KNL1 deploys a eudicot-specific domain to recruit BUB3.3 and BMF3 to kinetochores. (A) Growth phenotypes of 3-week-old plants of WT, knl1-1, and mutant plants expressing KNL1 and KNL1^ΔESD. (B) Representative images of chromosome segregation in knl1-1 mutant cells expressing KNL1-FLAG (Top rows) and KNL1^ΔESD-FLAG (Bottom rows), misaligned chromosomes are indicated by white arrowheads. Merged images have microtubules in red and DNA in green. (C and D) Localization of GFP-BUB3.3 (C) and BMF3-GFP (D) in knl1-1 mutant expressing KNL1-FLAG or KNL1^ΔESD-FLAG. While both KNL1-FLAG and KNL1^ΔESD-FLAG are detected at kinetochores, GFP-BUB3.3 and BMF3-GFP colocalize with KNL1-FLAG but not KNL1^ΔESD-FLAG. The merged images have FLAG-tagging proteins detected by the FLAG antibody in red, GFP-tagging proteins detected by the GFP antibody in green, and DNA stained by DAPI in blue. Micrographs are representative of more than 100 cells from three independent transgenic lines with similar results (n ≥ 100, N = 3). (Scale bars, 5 μm.)

Fig. 7.

KNL1 of a eudicot but not monocot or bryophyte origin captures the function in A. thaliana. (A) Growth phenotypes of 5-week-old plants of WT, knl1-1, and mutant plants expressing KNL1 orthologs from P. patens, S. lycopersicum, and O. sativa.

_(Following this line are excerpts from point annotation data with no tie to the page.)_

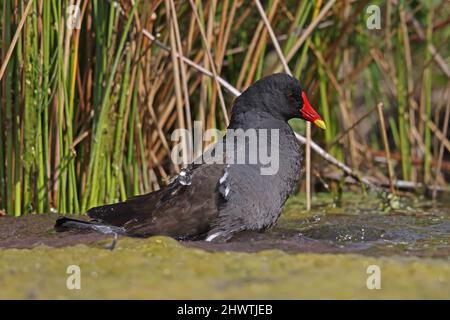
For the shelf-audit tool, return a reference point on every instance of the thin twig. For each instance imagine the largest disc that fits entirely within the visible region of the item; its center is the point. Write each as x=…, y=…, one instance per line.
x=211, y=62
x=308, y=31
x=15, y=38
x=441, y=148
x=386, y=146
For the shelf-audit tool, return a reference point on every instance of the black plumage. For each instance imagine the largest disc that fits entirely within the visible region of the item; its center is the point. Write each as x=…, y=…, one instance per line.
x=214, y=201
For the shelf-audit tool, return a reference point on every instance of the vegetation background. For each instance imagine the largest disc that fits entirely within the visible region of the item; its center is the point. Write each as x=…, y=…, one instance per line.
x=86, y=113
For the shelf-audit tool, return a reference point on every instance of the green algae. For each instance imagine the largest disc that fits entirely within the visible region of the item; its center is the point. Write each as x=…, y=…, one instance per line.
x=160, y=268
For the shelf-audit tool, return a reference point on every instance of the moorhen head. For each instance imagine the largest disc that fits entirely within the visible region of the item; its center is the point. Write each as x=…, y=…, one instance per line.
x=279, y=95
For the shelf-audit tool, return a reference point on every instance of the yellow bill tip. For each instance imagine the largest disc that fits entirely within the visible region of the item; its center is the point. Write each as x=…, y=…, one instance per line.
x=320, y=124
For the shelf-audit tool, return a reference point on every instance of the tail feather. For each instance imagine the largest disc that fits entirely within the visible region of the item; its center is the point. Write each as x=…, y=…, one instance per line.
x=65, y=224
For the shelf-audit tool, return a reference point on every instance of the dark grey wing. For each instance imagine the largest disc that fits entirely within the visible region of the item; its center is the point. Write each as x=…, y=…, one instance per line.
x=246, y=202
x=184, y=209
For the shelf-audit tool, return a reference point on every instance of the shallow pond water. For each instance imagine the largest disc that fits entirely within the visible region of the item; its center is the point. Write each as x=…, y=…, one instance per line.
x=324, y=253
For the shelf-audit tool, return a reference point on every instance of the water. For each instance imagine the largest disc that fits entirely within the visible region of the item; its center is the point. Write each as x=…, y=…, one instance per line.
x=324, y=253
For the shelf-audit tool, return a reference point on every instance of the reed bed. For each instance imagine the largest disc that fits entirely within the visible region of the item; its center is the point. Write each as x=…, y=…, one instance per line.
x=86, y=114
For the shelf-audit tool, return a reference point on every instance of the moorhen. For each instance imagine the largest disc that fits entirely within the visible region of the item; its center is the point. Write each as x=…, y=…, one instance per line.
x=213, y=201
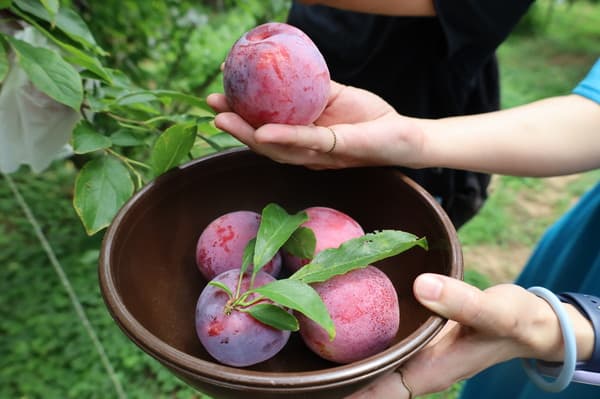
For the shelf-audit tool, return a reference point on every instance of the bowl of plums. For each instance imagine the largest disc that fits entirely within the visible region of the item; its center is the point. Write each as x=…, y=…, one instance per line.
x=250, y=278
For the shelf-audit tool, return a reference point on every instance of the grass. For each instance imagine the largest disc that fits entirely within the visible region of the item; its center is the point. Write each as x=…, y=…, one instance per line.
x=46, y=353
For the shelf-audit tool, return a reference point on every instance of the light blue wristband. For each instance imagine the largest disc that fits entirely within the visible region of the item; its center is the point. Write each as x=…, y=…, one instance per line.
x=570, y=347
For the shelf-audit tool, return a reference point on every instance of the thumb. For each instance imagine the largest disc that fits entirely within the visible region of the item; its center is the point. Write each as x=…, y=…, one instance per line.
x=456, y=300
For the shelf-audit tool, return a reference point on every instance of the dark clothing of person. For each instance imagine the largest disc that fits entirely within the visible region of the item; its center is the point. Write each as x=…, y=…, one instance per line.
x=427, y=67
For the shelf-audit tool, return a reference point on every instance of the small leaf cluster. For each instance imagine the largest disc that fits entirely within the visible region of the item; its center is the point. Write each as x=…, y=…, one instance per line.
x=278, y=229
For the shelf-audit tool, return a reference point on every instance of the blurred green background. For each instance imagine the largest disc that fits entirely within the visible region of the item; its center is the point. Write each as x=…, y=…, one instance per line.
x=45, y=351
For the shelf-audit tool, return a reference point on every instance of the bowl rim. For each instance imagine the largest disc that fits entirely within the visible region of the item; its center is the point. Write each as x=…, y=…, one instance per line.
x=241, y=377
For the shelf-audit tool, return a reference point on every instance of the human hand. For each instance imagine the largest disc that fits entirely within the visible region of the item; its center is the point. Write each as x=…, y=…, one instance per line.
x=368, y=132
x=485, y=328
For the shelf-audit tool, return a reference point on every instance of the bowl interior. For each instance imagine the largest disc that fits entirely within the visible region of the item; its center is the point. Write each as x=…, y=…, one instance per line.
x=148, y=273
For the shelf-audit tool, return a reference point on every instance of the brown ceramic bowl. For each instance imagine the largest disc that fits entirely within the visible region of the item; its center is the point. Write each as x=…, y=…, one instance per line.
x=150, y=282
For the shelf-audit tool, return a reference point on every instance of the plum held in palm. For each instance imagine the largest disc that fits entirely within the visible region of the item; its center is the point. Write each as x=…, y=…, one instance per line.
x=275, y=73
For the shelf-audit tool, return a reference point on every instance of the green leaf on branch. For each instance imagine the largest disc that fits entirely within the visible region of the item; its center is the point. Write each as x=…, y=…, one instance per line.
x=73, y=54
x=102, y=187
x=302, y=243
x=51, y=6
x=165, y=96
x=274, y=316
x=125, y=138
x=86, y=139
x=4, y=64
x=301, y=297
x=172, y=146
x=357, y=253
x=221, y=141
x=49, y=73
x=276, y=227
x=66, y=20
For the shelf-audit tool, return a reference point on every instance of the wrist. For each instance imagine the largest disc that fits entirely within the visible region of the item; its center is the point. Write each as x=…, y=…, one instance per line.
x=425, y=156
x=545, y=339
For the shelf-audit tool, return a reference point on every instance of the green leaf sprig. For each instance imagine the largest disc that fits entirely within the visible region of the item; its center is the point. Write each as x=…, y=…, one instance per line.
x=277, y=230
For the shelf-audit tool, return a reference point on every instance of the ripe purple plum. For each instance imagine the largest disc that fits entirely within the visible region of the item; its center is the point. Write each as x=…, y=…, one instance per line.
x=363, y=304
x=235, y=339
x=221, y=245
x=275, y=73
x=331, y=228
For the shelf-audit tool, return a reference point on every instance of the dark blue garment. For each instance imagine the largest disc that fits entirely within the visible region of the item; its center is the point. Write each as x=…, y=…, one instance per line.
x=566, y=259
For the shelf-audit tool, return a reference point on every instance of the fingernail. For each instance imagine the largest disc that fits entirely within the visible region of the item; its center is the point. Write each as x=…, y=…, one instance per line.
x=428, y=287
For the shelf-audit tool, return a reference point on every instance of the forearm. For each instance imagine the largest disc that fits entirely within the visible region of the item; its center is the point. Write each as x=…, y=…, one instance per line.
x=557, y=136
x=382, y=7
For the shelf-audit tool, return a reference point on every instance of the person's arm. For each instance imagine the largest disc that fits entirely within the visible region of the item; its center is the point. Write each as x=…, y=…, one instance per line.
x=486, y=328
x=415, y=8
x=560, y=135
x=556, y=136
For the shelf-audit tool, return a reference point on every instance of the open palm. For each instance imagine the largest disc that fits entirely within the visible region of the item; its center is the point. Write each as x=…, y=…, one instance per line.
x=364, y=125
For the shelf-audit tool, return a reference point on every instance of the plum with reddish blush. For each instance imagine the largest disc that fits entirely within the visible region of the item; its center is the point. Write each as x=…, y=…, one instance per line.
x=275, y=73
x=235, y=338
x=363, y=305
x=331, y=228
x=221, y=245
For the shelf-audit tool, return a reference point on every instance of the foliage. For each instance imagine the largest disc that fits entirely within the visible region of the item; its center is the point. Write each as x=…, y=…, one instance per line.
x=141, y=120
x=45, y=351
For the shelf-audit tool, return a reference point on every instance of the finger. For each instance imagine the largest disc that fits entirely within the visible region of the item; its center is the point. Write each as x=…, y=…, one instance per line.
x=468, y=305
x=389, y=386
x=218, y=102
x=316, y=138
x=236, y=126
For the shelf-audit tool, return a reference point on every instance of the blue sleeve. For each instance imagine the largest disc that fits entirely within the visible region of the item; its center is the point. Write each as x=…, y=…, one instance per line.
x=589, y=87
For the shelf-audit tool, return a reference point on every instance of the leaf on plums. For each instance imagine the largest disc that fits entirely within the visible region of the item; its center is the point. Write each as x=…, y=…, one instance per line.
x=276, y=227
x=357, y=253
x=222, y=286
x=302, y=243
x=301, y=297
x=274, y=316
x=248, y=255
x=172, y=146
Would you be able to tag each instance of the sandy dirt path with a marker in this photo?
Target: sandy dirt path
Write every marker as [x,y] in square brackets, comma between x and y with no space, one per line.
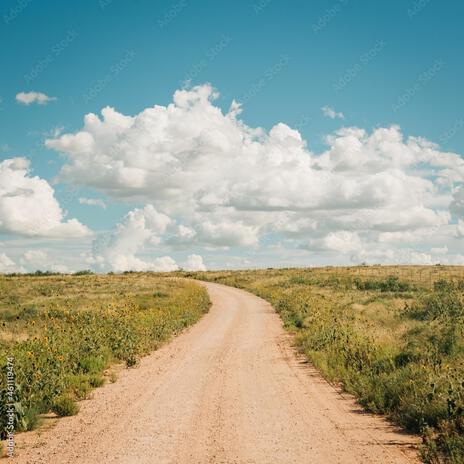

AtKNL1 is used as the positive control. (B and C) Assessment of the kinetochore localization of GFP-BUB3.3 (B) and BMF3-GFP (C) in knl1-1 mutant cells expressing FLAG-tagged PpKNL1, SlKNL1, or OsKNL1 detected by the anti-FLAG antibody. The merged images have FLAG-tagging proteins in red, GFP-tagging proteins in green, and DAPI-stained DNA in blue. Micrographs are representative of more than 100 cells from three independent transgenic lines (n ≥ 100, N = 3) with similar results. (Scale bars, 5 μm.)